When I say surprise, I mean absolutely tricked into finding her at the airport. Hillary and my brother in law Simon convinced me to tag along to pick one of their friends up from the airport. Dreading the next day, the start of a new work week on the phones, we made our way to San Diego international, and pulled up to the arrivals section. After waiting a minute and hearing Hillary text in the back, she told me to look outside the sliding reflective glass doors, and I saw her. I was greeted by our friend at the airport, who was in fact Fiona Roberts. I was absolutely dumb founded. Shocked and awed, I felt like I had somehow cheated time and space itself, since she was meant to get here in August. I got out of the car, still starstruck, and embraced her. Aside form the hugs and kisses, all she had to offer me was this cheeky smile for the next week and "I can't believe you didn't even realise it!!!".

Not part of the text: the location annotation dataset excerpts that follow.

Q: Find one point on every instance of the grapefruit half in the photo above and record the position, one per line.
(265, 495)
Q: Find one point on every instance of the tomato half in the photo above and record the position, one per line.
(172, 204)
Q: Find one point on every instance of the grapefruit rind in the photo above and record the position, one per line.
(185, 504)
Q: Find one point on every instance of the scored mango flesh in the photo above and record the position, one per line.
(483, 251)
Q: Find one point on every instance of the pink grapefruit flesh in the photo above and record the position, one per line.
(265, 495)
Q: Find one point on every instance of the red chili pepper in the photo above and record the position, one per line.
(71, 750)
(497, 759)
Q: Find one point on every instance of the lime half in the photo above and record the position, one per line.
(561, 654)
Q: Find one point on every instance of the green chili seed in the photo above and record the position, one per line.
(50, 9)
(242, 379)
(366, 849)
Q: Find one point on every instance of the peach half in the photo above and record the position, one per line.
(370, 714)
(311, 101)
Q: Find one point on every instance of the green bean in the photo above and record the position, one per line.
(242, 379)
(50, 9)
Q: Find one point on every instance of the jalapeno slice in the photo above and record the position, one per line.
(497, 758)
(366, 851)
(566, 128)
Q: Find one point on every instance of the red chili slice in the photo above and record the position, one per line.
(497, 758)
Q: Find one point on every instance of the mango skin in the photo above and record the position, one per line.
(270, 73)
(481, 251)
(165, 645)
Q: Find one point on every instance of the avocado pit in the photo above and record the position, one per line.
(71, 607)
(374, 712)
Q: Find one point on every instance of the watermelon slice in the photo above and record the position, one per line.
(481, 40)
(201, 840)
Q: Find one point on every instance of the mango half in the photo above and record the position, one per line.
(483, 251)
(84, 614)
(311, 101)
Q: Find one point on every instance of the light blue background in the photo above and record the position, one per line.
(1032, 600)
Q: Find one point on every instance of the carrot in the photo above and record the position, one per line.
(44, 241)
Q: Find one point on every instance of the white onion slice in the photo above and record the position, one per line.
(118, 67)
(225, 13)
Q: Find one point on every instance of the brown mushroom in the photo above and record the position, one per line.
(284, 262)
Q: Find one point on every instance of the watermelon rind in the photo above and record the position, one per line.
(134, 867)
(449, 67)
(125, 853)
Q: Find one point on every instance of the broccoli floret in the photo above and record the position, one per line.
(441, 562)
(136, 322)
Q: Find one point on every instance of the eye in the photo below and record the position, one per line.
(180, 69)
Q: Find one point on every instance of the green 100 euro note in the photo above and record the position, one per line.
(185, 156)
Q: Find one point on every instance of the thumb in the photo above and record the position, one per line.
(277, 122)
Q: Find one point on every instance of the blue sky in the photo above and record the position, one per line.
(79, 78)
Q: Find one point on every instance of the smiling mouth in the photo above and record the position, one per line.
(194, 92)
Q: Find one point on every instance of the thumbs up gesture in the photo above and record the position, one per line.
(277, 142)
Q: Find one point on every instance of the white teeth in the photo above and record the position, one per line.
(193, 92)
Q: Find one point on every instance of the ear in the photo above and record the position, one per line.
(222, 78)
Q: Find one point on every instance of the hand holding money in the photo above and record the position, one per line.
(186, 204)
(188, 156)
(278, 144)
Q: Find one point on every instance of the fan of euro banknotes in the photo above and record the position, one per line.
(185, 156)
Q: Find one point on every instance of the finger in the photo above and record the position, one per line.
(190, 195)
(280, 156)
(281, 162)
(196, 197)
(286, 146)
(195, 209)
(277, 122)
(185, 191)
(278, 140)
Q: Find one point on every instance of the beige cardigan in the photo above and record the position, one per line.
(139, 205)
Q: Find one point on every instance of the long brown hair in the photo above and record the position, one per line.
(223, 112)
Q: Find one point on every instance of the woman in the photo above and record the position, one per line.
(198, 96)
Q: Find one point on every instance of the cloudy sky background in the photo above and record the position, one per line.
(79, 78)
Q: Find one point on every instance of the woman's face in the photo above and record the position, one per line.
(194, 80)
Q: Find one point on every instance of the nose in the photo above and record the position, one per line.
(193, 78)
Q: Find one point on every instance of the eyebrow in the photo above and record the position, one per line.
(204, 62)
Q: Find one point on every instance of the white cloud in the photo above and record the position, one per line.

Yeah, well, I can't be a mind reader all the time. So I've not had too much time by myself to write blog posts as it turned out - and certainly between a 5:30 am start and fun filled activities all afternoon I hardly had the time! Finally all the things I had put off doing in San Diego were being done now alongside my lovely visitor - beaching it every weekend, visiting Balboa Park, hitting the local festival in Solana, visiting the Birch Aquarium and kicking about La Jolla Coves, visiting the Cabrillo National Monument, changing Fiona's identity - too many things to relate them all accurately. 
 


 


 


Just know it was alot of running around and a lot of well appreciated enjoyment, relaxation and a fair amount of stress, mostly over my Volkswagen Beetle which was still in the process of getting fixed!! That doesn't mean I didn't give it a good go anyhow - the beach awaited after all!

 




Now I said before that I didn't want to make this blog a lush and flowery depiction of my love life, dramatic as it is, but I do want to say that I have been much much happier and inspired since Fiona's visit. I miss her already, and I can't wait for her to be back again.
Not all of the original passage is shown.